Edited at

[Review] Decision Tree

More than 1 year has passed since last update.





Decision Tree Learning is a non-parametric supervised learning method used for classification and regression.

The goal is to create a model that predicts the value of a target variable by learning simple decision rules inferred from the data features.

What is a Decision Tree?

Decision Tree is a simple representation for classifying examples. Assuming that all of the input features have finite discrete domains, and there is a single target feature called the classification. Each element of the domain of the classification is called a class. In fact, a decision tree or a classification tree is a tree in which each internal node is labelled with an input feature. The arcs coming from a node labelled with an input feature are labelled with each of the possible values of the target or output feature or the arc leads to a subordinate decision node on a different input feature. Each leaf of the tree is labelled with a class or a probability distribution over the classes.

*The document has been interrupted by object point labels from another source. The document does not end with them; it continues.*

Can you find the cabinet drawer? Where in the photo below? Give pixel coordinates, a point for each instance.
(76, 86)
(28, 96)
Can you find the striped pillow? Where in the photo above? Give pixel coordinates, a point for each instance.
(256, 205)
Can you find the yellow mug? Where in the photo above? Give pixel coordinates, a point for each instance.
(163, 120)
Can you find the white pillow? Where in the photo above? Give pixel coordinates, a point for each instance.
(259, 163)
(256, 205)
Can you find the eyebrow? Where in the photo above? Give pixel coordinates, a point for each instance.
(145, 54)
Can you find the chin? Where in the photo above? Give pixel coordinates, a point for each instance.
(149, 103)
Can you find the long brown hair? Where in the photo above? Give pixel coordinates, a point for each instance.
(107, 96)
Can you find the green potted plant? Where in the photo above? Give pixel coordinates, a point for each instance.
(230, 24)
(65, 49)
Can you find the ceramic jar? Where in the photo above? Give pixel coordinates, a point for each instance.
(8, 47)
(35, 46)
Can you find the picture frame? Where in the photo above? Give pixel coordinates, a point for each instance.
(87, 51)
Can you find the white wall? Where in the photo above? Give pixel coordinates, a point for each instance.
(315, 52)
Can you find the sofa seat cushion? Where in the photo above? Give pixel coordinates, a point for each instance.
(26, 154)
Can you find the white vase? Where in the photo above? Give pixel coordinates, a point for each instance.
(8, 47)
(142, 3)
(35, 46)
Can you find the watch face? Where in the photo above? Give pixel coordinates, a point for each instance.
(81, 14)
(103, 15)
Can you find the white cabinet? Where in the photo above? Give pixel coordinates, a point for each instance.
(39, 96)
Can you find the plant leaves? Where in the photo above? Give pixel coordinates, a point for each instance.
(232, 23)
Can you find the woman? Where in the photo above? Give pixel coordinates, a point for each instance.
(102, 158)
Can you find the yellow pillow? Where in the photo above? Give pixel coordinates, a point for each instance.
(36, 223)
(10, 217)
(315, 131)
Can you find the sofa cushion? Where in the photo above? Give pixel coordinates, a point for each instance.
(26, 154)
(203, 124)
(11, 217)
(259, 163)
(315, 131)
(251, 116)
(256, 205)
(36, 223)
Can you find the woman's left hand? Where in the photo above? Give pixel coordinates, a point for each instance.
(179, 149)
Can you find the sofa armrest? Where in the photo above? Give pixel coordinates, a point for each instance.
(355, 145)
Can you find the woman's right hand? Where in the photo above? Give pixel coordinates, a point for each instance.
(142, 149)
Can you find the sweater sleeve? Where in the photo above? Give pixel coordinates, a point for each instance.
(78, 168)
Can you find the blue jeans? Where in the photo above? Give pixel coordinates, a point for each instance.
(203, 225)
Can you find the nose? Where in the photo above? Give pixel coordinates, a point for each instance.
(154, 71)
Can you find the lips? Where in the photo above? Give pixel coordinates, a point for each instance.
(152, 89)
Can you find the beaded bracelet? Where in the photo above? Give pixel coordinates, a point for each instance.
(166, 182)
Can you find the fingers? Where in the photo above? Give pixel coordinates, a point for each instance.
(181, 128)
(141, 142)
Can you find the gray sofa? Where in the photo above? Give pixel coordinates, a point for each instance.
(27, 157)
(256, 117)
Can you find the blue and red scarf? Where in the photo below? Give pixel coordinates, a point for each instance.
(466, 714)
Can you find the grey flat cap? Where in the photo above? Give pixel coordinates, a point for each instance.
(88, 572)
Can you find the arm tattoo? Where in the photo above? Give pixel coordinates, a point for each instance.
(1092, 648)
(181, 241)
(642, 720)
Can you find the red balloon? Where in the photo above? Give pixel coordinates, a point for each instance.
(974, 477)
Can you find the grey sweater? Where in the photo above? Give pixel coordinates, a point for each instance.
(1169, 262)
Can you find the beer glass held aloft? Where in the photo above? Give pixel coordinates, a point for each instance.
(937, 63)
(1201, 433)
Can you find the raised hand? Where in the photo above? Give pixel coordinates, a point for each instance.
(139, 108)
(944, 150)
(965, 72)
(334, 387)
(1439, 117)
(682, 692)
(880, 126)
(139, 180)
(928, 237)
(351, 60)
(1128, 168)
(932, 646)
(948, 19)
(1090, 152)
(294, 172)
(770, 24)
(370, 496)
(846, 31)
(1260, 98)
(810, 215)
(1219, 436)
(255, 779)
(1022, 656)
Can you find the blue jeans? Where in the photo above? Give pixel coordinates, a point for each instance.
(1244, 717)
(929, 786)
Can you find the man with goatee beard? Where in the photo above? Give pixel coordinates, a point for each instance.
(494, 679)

Also, a tree can be learned by splitting the source set into subsets based on an attribute value test following some criteria. This process is repeated on each derived subset in a recursive manner called recursive partitioning. The recursion is completed when the quality of the subset satisfies some conditions explained later.

For instance, at a node has all the same value of the target variable, or when splitting no longer adds value to the predictions. This process of top-down induction of decision trees is an example of a greedy algorithm.

Decision Tree Types

DT used in two categories.

  1. Classification Tree: when the predicted outcome is the class to which the data belongs

  2. Regression Tree: when the predicted outcome can be considered a real number

  3. Boosted Tree: Incrementally building an ensemble by training each new instance to emphasize the training instances previously mismodelled. A typical example is AdaBoost.

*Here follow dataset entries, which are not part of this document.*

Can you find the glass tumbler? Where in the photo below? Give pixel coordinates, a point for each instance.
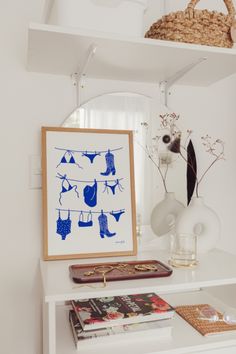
(183, 251)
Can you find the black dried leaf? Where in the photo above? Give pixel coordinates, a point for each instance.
(191, 170)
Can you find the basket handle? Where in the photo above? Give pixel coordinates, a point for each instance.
(228, 3)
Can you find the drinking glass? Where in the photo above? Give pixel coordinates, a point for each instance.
(183, 250)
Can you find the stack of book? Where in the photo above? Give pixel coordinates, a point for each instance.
(123, 318)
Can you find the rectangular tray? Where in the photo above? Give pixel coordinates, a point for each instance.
(77, 271)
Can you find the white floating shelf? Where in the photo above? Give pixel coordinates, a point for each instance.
(58, 50)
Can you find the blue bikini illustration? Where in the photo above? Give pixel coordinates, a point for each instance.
(66, 186)
(90, 155)
(63, 225)
(68, 158)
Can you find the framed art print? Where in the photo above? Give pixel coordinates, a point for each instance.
(88, 193)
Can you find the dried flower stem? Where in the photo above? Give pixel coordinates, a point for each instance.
(163, 177)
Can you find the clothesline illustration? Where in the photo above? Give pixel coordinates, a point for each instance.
(63, 226)
(68, 158)
(89, 192)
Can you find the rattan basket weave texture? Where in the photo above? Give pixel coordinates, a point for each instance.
(196, 26)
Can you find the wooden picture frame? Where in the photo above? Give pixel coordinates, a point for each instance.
(88, 193)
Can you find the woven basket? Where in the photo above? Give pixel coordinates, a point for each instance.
(196, 26)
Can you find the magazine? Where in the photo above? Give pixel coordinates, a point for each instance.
(137, 331)
(120, 310)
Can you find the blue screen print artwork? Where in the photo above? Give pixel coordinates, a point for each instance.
(90, 192)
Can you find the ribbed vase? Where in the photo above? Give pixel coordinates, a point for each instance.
(164, 214)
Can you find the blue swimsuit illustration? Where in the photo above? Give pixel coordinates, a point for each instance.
(103, 224)
(63, 226)
(110, 164)
(66, 186)
(90, 194)
(117, 214)
(112, 187)
(88, 222)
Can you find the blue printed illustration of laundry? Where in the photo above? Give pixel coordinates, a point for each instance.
(117, 214)
(63, 226)
(68, 158)
(85, 223)
(66, 186)
(110, 164)
(91, 155)
(90, 194)
(103, 225)
(112, 187)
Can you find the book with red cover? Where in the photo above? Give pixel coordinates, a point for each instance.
(120, 310)
(157, 330)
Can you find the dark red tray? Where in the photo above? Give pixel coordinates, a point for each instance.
(77, 271)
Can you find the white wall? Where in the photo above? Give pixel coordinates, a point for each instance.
(29, 101)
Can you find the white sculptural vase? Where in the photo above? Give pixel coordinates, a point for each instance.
(199, 219)
(164, 214)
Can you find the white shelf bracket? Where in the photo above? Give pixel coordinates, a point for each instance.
(165, 85)
(80, 73)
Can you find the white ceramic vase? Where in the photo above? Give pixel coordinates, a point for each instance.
(164, 214)
(197, 218)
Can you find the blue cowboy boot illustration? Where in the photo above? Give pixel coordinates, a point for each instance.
(110, 164)
(102, 219)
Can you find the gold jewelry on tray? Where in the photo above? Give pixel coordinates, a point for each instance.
(145, 267)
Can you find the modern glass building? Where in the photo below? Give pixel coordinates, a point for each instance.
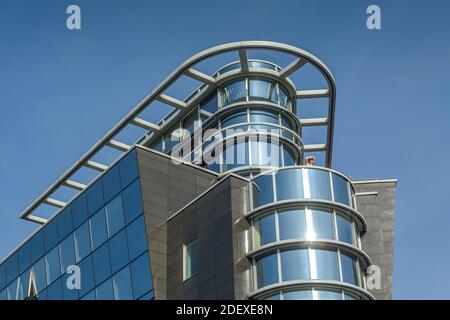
(213, 199)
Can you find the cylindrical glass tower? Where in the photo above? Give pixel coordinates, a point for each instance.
(305, 228)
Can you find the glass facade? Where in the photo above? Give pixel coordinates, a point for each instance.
(102, 232)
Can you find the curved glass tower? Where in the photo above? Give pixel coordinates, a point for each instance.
(214, 199)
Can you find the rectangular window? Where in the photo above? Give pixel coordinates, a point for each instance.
(190, 259)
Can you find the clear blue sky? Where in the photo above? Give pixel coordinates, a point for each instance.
(62, 90)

  4. Bootstrap Aggregated: an early ensemble method, builds multiple DT by repeatedly resampling training data with replacement, and voting the trees for a consensus prediction e.g., Random Forest.

The term Classification And Regression Tree(CART) is quite popular.


  1. Gini Impurity

  2. Entropy

  3. Information Gain

Nice Meterial :



Algorithms for constructing decision trees usually work top-down a variable at each step that best splits the set of items. Different algorithms use different metrics for measuring "best". These generally measure the homogeneity of the target within the subsets. some examples are given above.

1. Gini Impurity

Used by the CART algorithm for classification trees, Gini impurity is a measure of how often a randomly chosen element from the set would be incorrectly labelled if it was randomly labelled according to the distribution of labels in the subset. The Gini impurity can be computed by summing the probability $p_i$ of an item with label $i$ being chosen times the probability $\sum_{k\neq i}p_k = 1 - p_i$ of a mistake in categorising that item. It reaches its minimum when all cases in the node fall into a single target category.

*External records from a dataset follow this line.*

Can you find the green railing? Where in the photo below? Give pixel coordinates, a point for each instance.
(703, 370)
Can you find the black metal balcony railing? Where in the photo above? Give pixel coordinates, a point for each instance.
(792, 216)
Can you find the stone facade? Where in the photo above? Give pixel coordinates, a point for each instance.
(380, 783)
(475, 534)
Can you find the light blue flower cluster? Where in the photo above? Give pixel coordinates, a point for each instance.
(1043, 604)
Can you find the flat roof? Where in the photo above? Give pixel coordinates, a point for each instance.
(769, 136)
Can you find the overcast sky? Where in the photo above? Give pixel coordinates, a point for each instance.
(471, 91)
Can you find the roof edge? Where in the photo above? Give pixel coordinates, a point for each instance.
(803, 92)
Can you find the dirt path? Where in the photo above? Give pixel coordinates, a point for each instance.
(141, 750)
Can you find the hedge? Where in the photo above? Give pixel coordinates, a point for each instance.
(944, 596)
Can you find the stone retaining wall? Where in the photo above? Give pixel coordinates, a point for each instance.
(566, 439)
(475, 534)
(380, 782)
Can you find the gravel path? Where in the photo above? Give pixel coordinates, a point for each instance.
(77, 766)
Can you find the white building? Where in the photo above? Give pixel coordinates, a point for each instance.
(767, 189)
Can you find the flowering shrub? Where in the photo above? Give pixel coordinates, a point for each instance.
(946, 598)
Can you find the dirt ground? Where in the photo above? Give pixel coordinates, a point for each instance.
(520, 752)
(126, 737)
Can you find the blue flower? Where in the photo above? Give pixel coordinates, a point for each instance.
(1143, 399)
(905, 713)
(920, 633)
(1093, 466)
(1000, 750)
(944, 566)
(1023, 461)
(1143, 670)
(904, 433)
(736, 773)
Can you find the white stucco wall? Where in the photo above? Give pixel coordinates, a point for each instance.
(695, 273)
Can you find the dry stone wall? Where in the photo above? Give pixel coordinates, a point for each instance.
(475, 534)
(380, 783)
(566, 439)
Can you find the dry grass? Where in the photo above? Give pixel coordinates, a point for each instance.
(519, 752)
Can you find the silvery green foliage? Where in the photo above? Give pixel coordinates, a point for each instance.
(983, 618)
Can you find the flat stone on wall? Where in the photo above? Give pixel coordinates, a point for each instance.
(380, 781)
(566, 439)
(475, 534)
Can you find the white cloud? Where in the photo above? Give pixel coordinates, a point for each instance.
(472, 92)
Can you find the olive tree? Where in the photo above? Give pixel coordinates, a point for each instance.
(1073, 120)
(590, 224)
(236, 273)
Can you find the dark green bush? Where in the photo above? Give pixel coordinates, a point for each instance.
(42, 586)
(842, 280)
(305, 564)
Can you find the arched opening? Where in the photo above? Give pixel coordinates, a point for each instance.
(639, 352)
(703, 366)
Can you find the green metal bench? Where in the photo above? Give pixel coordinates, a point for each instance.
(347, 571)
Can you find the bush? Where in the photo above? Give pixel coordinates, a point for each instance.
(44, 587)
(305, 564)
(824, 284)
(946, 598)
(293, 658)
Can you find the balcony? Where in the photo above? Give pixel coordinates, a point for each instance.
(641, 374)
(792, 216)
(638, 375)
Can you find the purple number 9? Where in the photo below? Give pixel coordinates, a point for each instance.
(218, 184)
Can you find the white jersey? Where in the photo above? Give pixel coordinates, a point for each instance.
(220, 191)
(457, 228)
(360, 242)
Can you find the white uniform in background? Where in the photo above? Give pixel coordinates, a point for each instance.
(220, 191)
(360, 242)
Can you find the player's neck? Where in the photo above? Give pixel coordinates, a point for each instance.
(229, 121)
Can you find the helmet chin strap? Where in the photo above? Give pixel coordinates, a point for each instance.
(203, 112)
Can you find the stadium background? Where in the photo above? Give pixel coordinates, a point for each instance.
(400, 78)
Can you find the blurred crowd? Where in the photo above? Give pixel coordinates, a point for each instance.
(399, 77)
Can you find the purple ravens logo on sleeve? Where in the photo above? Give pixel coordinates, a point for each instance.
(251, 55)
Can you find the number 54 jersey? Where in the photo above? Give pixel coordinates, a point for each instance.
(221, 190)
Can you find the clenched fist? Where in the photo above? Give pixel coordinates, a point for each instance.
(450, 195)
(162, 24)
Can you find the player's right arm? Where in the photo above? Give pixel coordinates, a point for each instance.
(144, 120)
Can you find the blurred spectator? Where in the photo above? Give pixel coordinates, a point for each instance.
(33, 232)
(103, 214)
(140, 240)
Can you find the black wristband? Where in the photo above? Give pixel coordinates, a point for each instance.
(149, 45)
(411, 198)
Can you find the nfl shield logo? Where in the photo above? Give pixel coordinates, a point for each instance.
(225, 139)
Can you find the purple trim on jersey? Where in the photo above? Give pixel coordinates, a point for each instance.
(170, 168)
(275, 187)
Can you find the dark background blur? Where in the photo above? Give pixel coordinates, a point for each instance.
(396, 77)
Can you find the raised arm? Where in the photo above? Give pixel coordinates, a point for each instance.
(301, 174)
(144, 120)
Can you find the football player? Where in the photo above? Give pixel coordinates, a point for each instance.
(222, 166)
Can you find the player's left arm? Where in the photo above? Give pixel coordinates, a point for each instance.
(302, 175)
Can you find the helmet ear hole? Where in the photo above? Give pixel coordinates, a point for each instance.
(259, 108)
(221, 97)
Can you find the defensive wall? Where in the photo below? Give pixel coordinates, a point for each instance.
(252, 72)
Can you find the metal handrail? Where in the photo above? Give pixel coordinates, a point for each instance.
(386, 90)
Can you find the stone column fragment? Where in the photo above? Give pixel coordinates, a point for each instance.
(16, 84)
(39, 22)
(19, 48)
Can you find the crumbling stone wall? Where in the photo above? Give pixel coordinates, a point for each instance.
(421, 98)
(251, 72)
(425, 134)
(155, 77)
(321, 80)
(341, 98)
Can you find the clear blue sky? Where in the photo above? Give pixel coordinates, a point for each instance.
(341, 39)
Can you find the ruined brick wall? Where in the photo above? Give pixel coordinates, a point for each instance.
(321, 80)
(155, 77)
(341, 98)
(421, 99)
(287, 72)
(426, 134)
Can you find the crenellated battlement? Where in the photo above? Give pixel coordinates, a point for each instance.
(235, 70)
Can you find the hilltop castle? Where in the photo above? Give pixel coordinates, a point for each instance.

To compute Gini impurity for a set of items with $J$ classes, suppose $i\in$ {$1,2,...,J$}, and let $p_i$ be the fraction of items labelled with class $i$ in the set.

I_G(p) = \sum^J_{i=1}p_i \sum_{k \neq i}p_k = \sum^J_{i=1} p_i(1-p_i) = \sum^J_{i=1}(p_i - p_i)^2 = 1 - \sum^J_{i=1}p_i^2

2. Entropy : wikipedia

The basic idea of information theory is the more one knows about a topic, the less new information one is apt to get about it. If an event is very probable, it is no surprise when it happens and thus provides little new information. Inversely, if the event was improbable, it is much more informative that the event happened. Since the measure of information entropy associated with each possible data value is the negative logarithm of the probability mass function for the value, when the data source has a lower-probability value, the event carries more "information" than when the source data has a higher-probability value.

H(X) = E[I(X)] = E[-ln(P(x))]\\

H(X) = \sum^n_{i=1}P(x_i)I(x_i) = -\sum^n_{i=1}P(x_i)logP(x_i)

3. Information Gain

Using a decision tree algorithm, we start at the tree root and split the data on the feature that results in the largest information gain(IG).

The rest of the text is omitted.